Tuesday, May 25, 2010

MacGruber (2010)


MacGruber (2010)
Directed by Jorma Taccone

Everyonce in awhile a movie comes along that makes me feel so fucking good about life I can barely contain myself. It makes me laugh at least once an hour hearing dialog re-played in my head. I try to tell everyone I know that I respect to go see it. In an almost subconcious way I try to wrap my life around the feeling I got from the movie. I'm like a junkie, seeing it multiple times in the theatre, quoting it constantly, listening to the soundtrack non-stop, pathetically wondering what it'd be like to live in that universe.

Why?

I don't know. It just feels so good to get out of that theatre and see the world painted just a little like the story I just watched.

"Jesus is this guy a fucking dork."

Movies shouldn't be the most exciting thing I do, but most of the time it's the only thing that can make me feel anything on a meaningful level (besides music and sex). I don't think I'm a sociopath. I care very much about the people in my life but films hit a space in my brain that no human or event can reach.

I saw Inglourious Basterds three times in the theatre and the last two times I cried. When Donnie Donowitz comes out from under the bridge swinging a bat to the music of Ennio Morricone I started crying. It's kind of irrational, it wasn't a particularly moving scene.

The same thing happened to me during MacGruber.

"The fucking SNL movie...you cried during an SNL movie?"

Yes I did. MacGruber gets out of his car dressed in a white suit and cowboy boots in slow motion and the moment his foot touches the ground "Take Me Home Tonight" by Eddie Money starts playing. It hit me like an emotional punch in the face after having laughed my ass off for most of the film. It instantly took me back to 1986 when I lived in Las Vegas right before my parents got a divorce. I remember hearing it on the radio while driving around with my Dad. We got home and he proceeded to tell us that he was leaving.

I guess a piece of film being poetically put to good music is what really does the trick. Did my brain reach back to 1986 and bring up the pain of my parents divorce? I guess so...and now here I am crying alone in a theatre in Marietta, GA watching a MacGyver spoof.

Val Kilmer (looking like he's done some serious drinking in the past few years) does a fantastic job as the villian Dieter Von Cunth. Will Forte creates a suprisingly complex character out of the SNL Sketches. MacGruber is arrogant, stupid, insecure, reckless, homophobic (even though he offers to "suck your fucking dick" to keep from being kicked off the case twice), backstabbing and stubborn. Somehow you end up liking the guy and enjoy watching him fuck things up.

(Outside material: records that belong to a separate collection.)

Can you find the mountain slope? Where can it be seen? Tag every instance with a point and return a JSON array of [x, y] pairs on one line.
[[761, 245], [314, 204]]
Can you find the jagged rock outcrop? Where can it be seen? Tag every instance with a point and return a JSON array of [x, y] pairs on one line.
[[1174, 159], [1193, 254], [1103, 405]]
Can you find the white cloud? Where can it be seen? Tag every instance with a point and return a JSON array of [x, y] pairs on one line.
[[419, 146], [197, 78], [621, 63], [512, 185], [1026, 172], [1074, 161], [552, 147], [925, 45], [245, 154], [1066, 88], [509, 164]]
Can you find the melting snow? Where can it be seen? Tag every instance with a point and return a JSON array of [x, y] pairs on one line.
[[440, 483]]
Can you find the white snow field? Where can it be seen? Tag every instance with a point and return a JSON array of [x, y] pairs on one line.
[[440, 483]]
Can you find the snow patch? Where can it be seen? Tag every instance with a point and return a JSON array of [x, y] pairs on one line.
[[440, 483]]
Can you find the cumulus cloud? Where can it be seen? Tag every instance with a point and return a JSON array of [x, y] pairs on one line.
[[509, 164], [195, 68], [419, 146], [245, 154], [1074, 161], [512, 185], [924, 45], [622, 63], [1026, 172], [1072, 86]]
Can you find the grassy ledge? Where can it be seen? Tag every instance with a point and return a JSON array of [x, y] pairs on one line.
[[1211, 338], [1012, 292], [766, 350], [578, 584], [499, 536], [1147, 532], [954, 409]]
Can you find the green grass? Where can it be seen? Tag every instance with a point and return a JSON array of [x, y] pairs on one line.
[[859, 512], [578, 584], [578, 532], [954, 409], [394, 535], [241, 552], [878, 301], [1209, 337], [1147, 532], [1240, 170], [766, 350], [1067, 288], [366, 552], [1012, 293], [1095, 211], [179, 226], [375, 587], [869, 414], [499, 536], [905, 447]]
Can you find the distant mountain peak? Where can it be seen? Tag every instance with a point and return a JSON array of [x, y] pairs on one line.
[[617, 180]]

Ultimately you find out that he's responsible for turning Dieter Von Cunth into the man he's become which makes him just as evil if not more so.

Kristen Wiig plays Vicki St. Elmo, a mouse-ish musician who's skills are detection and running away. After seeing the film three times it seems her character is necessary to balance MacGruber's idiocy and provide a love interest but is the least interesting of the movie. Wiig does a great job playing the part, it just seems hollow by design.

The plot is a seemless blend of Rambo, Lethal Weapon, Roadhouse, Die Hard, Tango and Cash and many other 80's action films. The main part being "bad guy steals nuclear warhead which he will use for something evil and only one man can stop him" kind of thing. Powers Boothe essentially plays Col. Sam Trautman from First Blood and he and Ryan Phillippe are excellent straight men for Forte's string of non-sensical ideas and actions.

The film pushes the envelope for laughs so if you don't like throat rippings, corpse desecration, dick jokes, solo saxophone performances or ghost fucking you should avoid MacGruber. However, if you're someone that doesn't have a stick up their ass and realizes that jokes are jokes you will most likely enjoy this film.

Any film that can make me laugh hysterically, bring up childhood trauma, expose me to Emerson, Lake and Powell and make me think about terrorism in the same 90 minutes is a great one in my book. Some people on this earth still know how to tell a good joke.